Sissons, Brian, 1926-2018 (British earth scientist)
Dates
- Existence: 23 June 1926 - 20 January 2018
Biography
Dr Brian Sissons was born in 1926 in Batley, Yorkshire, son of Jack Sissons, a head teacher, and his wife, Elvena (nee Tilley). Between 1937 and 1944 Brian attended Batley Grammar School, where he became interested in geomorphology. In 1944 he won an Open Exhibition to St Catherine’s College, Cambridge, but was almost immediately conscripted to serve as a radio operator in the Navy. In 1947 he was able to return to Cambridge, and graduated with a First Class Honours BA in 1950. He then remained in Cambridge to complete a PhD on the denudation chronology of SW Yorkshire under the supervision of R.F. Peel.
In 1953 he came to Edinburgh and was appointed Assistant Lecturer in Geography at the University of Edinburgh, later becoming Lecturer (1954/67), then Reader (1967/82).
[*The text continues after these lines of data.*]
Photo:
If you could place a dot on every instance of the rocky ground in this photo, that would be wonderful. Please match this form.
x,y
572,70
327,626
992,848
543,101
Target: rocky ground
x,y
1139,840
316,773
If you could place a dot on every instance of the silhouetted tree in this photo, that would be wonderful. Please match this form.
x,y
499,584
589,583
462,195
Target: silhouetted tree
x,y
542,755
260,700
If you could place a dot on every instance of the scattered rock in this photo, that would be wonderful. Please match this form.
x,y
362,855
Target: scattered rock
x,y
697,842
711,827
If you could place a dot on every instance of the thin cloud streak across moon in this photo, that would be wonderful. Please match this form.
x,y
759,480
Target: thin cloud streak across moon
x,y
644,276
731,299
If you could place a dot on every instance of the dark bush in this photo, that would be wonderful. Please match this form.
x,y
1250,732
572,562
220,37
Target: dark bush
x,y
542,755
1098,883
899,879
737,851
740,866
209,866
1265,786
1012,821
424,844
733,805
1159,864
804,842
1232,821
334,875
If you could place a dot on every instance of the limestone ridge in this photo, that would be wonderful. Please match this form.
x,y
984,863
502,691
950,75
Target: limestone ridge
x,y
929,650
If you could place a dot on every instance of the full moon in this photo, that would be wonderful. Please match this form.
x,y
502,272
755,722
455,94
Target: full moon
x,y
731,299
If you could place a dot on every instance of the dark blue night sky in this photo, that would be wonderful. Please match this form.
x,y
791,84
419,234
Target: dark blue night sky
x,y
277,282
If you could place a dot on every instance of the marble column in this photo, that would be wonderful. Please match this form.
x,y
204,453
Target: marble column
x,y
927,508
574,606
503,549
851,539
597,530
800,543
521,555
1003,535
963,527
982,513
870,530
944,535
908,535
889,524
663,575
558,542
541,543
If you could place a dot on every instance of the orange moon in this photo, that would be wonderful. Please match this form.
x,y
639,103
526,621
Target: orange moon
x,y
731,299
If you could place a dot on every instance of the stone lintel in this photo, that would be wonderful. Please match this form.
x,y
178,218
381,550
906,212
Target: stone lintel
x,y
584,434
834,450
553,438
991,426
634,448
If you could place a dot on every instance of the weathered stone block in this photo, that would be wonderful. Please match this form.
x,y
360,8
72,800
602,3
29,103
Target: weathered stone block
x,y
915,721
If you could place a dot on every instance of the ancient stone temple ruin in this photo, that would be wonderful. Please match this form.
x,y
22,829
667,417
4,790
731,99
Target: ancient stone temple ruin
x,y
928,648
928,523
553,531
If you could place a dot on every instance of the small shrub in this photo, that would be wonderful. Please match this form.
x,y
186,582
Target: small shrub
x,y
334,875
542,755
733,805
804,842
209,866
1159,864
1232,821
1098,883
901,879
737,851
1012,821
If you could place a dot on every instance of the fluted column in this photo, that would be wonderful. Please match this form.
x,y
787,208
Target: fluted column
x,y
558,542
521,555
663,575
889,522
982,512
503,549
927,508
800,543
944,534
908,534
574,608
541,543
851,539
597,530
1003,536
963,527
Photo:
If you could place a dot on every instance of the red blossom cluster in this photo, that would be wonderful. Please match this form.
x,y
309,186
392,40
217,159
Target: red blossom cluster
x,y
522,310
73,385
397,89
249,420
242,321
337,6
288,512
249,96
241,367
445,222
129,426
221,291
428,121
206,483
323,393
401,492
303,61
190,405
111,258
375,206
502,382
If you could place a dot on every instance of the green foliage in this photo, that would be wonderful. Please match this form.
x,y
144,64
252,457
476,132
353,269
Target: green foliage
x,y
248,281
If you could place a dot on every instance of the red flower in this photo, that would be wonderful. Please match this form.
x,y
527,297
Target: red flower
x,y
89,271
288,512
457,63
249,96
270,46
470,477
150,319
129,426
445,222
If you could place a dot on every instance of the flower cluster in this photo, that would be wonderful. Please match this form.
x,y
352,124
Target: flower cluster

He remained at Edinburgh until his early retirement in 1982, apart for a year as visiting Assistant Professor at McGill University, Canada in 1957/58. During this period he published eighty papers, mostly devoted to aspects of the Quaternary geomorphology of Scotland. He wrote two books, The Evolution of Scotland’s Scenery (1967), which synthetised all earlier literature on the geomorphology of Scotland, and The Geomorphology of the British Isles: Scotland (1976), which provided an update based on Sissons’s own research, as well as his students’. Amongst his main contribution to knowledge were his work on the ‘Loch Lomond Readvance’, and on Glen Roy ‘parallel roads’. Additionally, the boreholes he made with his research students in the Forth valley were instrumental in revealing the first evidence for the great tsunami on Scottish coasts of 8,200 years ago.
His research was recognised by the award of a DSc from the University of Edinburgh, the Clough Medal of the Edinburgh Geological Society, the Research Medal of the Royal Geographical Society, the Back Award of the Royal Geographical Society and an honorary membership of the Quaternary Research Association.
His research was recognised by the award of a DSc from the University of Edinburgh, the Clough Medal of the Edinburgh Geological Society, the Research Medal of the Royal Geographical Society, the Back Award of the Royal Geographical Society and an honorary membership of the Quaternary Research Association.
Brian Sissons shared his life with Betty, his wife of many years, whom he married in 1950. They had two children, Andrew and Jane.
He died in Edinburgh on the 20 January 2018, aged 91.